Suppose that we enter the state of eternity after death, and we gain access to our whole life-line, though perhaps not to its extensions before our birth or after our death. We can then “relive” any of our life experiences, or all of them as a panorama of the whole, and see all the events, our actions, and their consequences, which we may not have even known while alive. If we had acted selfishly or irresponsibly or foolishly, with bad consequences for ourselves and others, we will suffer remorse, which could be a very acute pain in a state of eternity. We will be in a hell of our own making – not a punishment, but a natural consequence (karma) of our actions. If we had acted selflessly, responsibly, wisely, we will see and experience all the good consequences of our behaviour, feel a high state of bliss, and will be in heaven – not as a reward, but as a direct outcome.

Note that these are suppositions, not assertions. I began the previous paragraphs with “let us suppose”. I do not dogmatically BELIEVE them, only consider them possible.

Now let us explore, still on a hypothetical basis, the place of God in this scheme. The Bible states that God created the world (universe), therefore he pre-existed.

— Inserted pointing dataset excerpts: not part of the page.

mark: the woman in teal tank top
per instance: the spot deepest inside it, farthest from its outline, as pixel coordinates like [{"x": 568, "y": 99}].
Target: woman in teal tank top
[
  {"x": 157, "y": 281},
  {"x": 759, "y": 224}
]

Teilhard de Chardin (1965) talks about humanity evolving toward an “omega-point”, in a sense creating God as a pinnacle of evolution.

But in eternity, past and future are equivalent, as we assumed. If God had not existed before us, we would not be here. But if we (and all earthly nature before us and after us) had not evolved to the omega-point, God would not exist. It is a circle, like a snake swallowing its own tail – an old religious symbol in the East, called the Uroborus.

At this point in human evolution, we are not sure that we are going to make it; we might destroy ourselves in a nuclear war or ruin our environment and the biosphere. Yet we might make it, as world unity grows and spiritual powers increase. In the temporal world order (as opposed to the eternal), there is no way to know which will happen. But in the eternal world order, there is an answer…IF our assumptions are correct.

The very fact that we are here now proves that there was a God before us. And in order for that to be true, the omega-point must have been reached. So we (or our successor species) did (will) make it, in that snake-tail circle. Otherwise the whole system would have crashed and nothing would be here. This sounds very strange, because it makes no sense at all in the temporal order; but it is perfectly obvious in the eternal order. I call it “the back way to hope”, because of an incident I experienced which it would take too long to recount. (It is told in “The Fifth Yoga” in Section VII.)

Hope is foolish in the temporal order, but it has its own logic in eternity.